Gott Mit Uns

January 17, 2014

The Morning Heresy is your daily digest of news and links relevant to the secular and skeptic communities. 

Are people still trying to find the geographical Eden? As philosopher Belinda Carlisle once said, "Ooh, baby, do you know what that's worth? Ooh, heaven is a place on earth." 

Public schools in Florida (of course) allow the distribution of Bibles by Christian groups on Religious Freedom Day. Meanwhile, a Florida city council chamber has got a Bible on display, which FFRF has a problem with.

As with any conflict, during the Great War, everyone had the same contention for their side of the fight: “Gott mit uns.” 

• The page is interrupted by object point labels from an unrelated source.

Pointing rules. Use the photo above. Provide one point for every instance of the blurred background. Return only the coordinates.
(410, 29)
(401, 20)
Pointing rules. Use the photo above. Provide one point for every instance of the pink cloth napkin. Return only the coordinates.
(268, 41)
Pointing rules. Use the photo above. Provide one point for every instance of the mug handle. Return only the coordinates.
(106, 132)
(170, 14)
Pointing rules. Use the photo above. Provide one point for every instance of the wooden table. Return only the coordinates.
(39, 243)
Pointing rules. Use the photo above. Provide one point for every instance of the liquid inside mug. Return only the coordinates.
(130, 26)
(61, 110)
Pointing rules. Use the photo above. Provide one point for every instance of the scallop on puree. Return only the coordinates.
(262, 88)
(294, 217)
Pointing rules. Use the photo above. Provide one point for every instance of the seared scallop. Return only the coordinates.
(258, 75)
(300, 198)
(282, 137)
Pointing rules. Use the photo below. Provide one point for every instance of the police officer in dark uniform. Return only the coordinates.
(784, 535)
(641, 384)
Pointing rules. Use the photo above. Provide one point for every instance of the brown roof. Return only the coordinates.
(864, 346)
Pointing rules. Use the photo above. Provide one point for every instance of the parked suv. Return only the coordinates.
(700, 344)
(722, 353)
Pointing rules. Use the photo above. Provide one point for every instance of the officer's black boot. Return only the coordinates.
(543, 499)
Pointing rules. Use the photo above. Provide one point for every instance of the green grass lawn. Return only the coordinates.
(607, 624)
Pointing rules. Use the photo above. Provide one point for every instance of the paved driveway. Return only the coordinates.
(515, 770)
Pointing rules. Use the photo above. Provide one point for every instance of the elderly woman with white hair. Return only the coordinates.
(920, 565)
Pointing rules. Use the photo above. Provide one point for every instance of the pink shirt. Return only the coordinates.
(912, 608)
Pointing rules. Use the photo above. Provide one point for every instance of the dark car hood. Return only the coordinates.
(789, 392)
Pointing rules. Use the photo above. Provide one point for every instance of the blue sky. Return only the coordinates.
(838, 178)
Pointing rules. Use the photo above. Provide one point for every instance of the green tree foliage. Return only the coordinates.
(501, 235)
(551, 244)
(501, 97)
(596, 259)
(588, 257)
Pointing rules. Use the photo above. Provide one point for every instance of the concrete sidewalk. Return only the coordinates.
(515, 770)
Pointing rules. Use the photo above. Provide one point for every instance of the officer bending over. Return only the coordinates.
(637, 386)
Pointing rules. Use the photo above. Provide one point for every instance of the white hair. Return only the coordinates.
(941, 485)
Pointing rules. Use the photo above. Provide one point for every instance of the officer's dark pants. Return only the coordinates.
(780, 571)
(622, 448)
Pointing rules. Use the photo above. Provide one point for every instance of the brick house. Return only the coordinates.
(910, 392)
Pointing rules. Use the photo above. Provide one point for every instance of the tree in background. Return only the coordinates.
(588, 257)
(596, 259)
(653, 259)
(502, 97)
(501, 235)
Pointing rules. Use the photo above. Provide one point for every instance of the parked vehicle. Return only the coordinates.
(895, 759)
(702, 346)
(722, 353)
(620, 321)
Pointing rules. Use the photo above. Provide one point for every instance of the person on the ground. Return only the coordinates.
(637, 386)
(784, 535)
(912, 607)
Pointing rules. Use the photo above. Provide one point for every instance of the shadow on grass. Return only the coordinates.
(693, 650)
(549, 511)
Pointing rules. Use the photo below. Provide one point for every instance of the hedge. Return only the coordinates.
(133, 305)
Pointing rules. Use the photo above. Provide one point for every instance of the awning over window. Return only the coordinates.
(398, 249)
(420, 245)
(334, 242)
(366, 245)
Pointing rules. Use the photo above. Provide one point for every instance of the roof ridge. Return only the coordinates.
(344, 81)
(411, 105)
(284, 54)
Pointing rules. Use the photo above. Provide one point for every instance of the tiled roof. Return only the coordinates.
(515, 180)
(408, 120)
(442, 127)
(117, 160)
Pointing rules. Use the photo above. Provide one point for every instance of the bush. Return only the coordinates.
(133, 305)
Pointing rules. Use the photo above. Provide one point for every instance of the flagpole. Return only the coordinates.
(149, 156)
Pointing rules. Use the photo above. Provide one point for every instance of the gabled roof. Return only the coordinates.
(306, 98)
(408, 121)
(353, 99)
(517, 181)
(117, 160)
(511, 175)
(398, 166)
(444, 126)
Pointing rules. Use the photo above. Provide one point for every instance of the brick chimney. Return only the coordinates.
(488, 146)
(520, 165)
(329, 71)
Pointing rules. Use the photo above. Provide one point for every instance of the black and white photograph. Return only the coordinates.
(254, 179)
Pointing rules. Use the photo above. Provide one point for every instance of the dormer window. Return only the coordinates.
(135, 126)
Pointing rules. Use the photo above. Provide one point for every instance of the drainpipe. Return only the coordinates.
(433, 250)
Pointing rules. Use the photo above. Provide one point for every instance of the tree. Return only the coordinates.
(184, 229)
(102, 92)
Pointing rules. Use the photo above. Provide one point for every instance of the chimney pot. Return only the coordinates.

Man in Switzerland gets lead poisoning when taking an alt-med pill that he thought contained the hair of a dead Bhutanese priest. What? 

What is up with mass-faintings among Cambodia's garment workers? Julia Wallace at NYT:

A worker started barking commands in a language that sounded like Chinese and, claiming to speak in the name of an ancestral spirit, demanded offerings of raw chicken. None were forthcoming, and more workers fell down. Peace, and production, resumed only after factory owners staged an elaborate ceremony, offering up copious amounts of food, cigarettes and Coca-Cola to the spirit. 

Tom Jacobs at Pacific Standard reports that new research suggests that science denialism does "not follow any predictable or consistent political lines," which is a surprise.  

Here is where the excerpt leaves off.